I did freak a bit though, and shared my paranoia with my office companion. "Not to worry, Jude." He didn't raise his eyes from his Age. He's used to me catastrophising.

Three-thirty, the same day, one of the Assistant Principals wanders into our rooms. "You've got to pack up all your things and clear out of your office and these rooms by Friday," he told us. And FARK said the crow, me.

The department has decided that our asbestos-y ceilings must be replaced. They're pulling the ceilings down and replacing them. Yes, I'm glad I'm being protected from asbestosis - hopefully I haven't picked it up in the last seven years that I've lived and breathed in my poisonous classroom and office. But I hate chaos. And this all comes in the middle of marking and cross-marking the first Creating and Presenting SAC, which I organise for all the year 12 teachers.

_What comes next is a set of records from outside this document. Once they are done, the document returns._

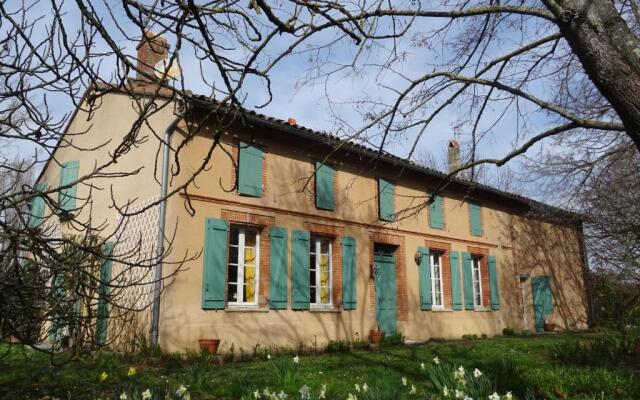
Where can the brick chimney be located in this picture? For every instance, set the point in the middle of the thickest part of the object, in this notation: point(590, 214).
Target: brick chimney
point(152, 49)
point(454, 155)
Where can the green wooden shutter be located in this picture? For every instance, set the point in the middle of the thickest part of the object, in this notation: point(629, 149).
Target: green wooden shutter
point(250, 168)
point(278, 243)
point(102, 322)
point(424, 270)
point(456, 296)
point(69, 174)
point(324, 186)
point(385, 200)
point(493, 282)
point(214, 271)
point(435, 213)
point(37, 207)
point(300, 270)
point(475, 219)
point(467, 281)
point(349, 273)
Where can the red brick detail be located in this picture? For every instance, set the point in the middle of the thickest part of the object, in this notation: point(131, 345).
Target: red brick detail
point(335, 232)
point(264, 222)
point(445, 249)
point(327, 230)
point(484, 273)
point(234, 168)
point(402, 296)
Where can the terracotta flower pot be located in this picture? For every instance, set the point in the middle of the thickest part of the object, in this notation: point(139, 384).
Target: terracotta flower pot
point(209, 345)
point(375, 337)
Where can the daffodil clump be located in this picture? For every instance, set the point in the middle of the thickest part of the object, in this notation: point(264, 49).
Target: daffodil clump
point(457, 383)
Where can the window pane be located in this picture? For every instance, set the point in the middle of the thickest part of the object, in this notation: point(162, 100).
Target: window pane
point(232, 292)
point(233, 255)
point(234, 235)
point(312, 295)
point(250, 256)
point(249, 288)
point(250, 238)
point(233, 274)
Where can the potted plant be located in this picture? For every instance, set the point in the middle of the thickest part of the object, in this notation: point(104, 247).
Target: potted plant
point(376, 335)
point(209, 345)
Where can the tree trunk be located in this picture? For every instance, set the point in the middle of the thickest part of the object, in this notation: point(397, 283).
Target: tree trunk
point(609, 52)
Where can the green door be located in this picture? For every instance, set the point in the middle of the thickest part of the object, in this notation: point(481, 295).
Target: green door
point(542, 302)
point(385, 280)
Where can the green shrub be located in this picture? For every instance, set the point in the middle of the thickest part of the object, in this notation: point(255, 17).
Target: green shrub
point(607, 348)
point(394, 339)
point(338, 346)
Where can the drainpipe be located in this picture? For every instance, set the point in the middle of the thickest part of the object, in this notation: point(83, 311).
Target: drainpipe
point(157, 287)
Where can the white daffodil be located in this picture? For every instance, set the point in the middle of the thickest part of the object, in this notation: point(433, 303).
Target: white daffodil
point(181, 390)
point(305, 393)
point(323, 391)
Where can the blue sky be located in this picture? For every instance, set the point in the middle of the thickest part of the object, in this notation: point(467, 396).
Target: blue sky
point(308, 103)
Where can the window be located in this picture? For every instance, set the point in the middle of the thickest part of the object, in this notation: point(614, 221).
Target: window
point(475, 219)
point(320, 271)
point(250, 166)
point(435, 213)
point(477, 280)
point(436, 278)
point(386, 207)
point(325, 176)
point(244, 253)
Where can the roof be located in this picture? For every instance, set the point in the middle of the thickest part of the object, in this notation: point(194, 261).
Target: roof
point(533, 206)
point(536, 208)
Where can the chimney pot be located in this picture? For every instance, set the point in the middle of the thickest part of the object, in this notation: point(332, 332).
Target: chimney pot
point(454, 155)
point(152, 49)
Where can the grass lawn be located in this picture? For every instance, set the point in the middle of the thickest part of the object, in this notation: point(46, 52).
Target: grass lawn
point(529, 367)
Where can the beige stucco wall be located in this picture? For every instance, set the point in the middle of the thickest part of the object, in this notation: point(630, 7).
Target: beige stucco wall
point(520, 245)
point(289, 165)
point(93, 135)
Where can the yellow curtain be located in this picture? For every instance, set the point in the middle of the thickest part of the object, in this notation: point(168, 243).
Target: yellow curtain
point(324, 279)
point(249, 273)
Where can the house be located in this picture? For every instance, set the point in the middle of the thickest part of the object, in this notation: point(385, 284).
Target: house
point(291, 235)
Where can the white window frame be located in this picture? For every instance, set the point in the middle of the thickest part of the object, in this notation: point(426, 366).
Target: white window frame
point(242, 230)
point(439, 255)
point(476, 268)
point(314, 247)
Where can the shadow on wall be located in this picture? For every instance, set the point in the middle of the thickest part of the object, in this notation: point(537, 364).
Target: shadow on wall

I'm also on countdown to a well deserved short stint of Long Service Leave. Prior to departing for a bit of swanning along the Danube on a bike, I have to organise the whole faculty to operate smoothly during my brief absence: reports, exams, my senior students, my replacement teacher.

It's fraught, but I know I'll cope, despite a bit of pain between the shoulder blades.

Which leads me to what made me feel like opting out of this teaching lark altogether. At our staff meeting this afternoon, with the sky darkening, wind howling, trees thrashing the windows, IT guy told us, in his dulcet tones, about the Ultranet. Now I've rolled with all the changes incurred in secondary teaching since 1978, including the biggie: the introduction of VCE in 1991. I've adapted to the introduction of ICT when I can still remember us all oohing and aahing over a computer mouse in 1984, wondering whether it would ever catch on. But this whole expensive Ultranet thing really got up my wick.

It sounds as though the department wants us to be drones, accessible to parents at their convenience, not ours. Everything - curriculum, assessment records, comments on students' work - must be on line to allow parent scrutiny whenever.

I'm deeply concerned about teachers' rights and teachers' workload. It's just taking some of the spontaneous joy out of what has been a demanding but worthwhile career.

Hope I'm just negative because I've been up to my elbows in dust and cockroaches clearing out my office. Hope the Ultranet really does improve teaching and learning.

Time to connect with my old man and see what he's got planned for Europe. Lucky one of us has time to plan the trip.